Belgium impounds African timber cargo

APA - Kigali (Rwanda)

A cargo of precious sawn tropical timber (padoek) from Africa is currently blocked in the Belgian port of Antwerp after Greenpeace Belgium officially alerted the government of its presence there last week, an official statement made available Saturday to APA in Kigali revealed.

The  sawn timber has been produced by Chinese logging firm Wan Chuan Timber Sarl (WCTS) which has been repeatedly exposed for illegal and  destructive logging operations in the rainforest of Gabon, Central Africa,  reports said.

Since there is a high risk that illegal timber is being imported to the European market, Greenpeace is calling on the government to immediately carry out a comprehensive investigation into all stakeholders involved, prevent the wood from entering the EU market and sanction those responsible.

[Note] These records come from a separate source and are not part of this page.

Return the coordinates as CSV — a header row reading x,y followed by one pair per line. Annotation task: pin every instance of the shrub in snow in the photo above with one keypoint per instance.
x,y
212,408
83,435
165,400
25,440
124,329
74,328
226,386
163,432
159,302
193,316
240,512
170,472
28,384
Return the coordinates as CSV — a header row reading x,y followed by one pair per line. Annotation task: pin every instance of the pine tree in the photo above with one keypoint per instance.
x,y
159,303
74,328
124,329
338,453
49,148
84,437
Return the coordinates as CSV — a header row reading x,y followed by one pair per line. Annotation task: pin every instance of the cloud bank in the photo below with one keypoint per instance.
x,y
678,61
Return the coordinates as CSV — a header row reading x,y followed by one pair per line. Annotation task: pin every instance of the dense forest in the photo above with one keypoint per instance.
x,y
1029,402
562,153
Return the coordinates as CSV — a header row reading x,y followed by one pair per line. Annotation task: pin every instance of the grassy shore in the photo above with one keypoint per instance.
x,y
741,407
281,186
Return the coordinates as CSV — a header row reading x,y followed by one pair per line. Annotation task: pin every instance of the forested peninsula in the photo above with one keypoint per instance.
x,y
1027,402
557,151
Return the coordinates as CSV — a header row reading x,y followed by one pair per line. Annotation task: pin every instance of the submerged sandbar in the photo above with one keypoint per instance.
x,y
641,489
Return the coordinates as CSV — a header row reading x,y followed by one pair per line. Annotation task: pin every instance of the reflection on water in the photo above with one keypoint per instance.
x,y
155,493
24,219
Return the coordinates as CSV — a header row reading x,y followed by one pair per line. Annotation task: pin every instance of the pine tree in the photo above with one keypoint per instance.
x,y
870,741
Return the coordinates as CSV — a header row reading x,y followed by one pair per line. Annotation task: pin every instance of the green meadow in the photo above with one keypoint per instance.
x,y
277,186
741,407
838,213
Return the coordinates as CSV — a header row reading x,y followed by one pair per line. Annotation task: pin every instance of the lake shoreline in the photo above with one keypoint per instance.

The cargo that is  currently blocked in the port is only the last part of a bigger  timber-load that was shipped from Gabon to Belgium at the end of last year, it said.

It is likely that an important part of this timber has already entered the European market, according to the same source.

The  European timber regulation, which entered into force in 2013, obliges all traders to follow due diligence and import wood into the European market only when all measures have been taken to minimize the risk of being from an illegal source.

"Those in Belgium who trade in WCTS wood are violating the European timber regulation” Philippe Verbelen,  forest expert at Greenpeace was quoted by the statement as saying.

"Protecting  our forests against illegal exploitation is a vital part of our global  efforts against climate breakdown and the collapse of biodiversity," he  said.

The warning comes after a recent report released by Global Witness, an international NGO advocating for human rights and the environment protection has indicated that governments of African timber exporters are not providing crucial public access to information about how their forests are managed.

The report found that local communities are often unable to access key data and documents, or authorities are reluctant to provide timely information.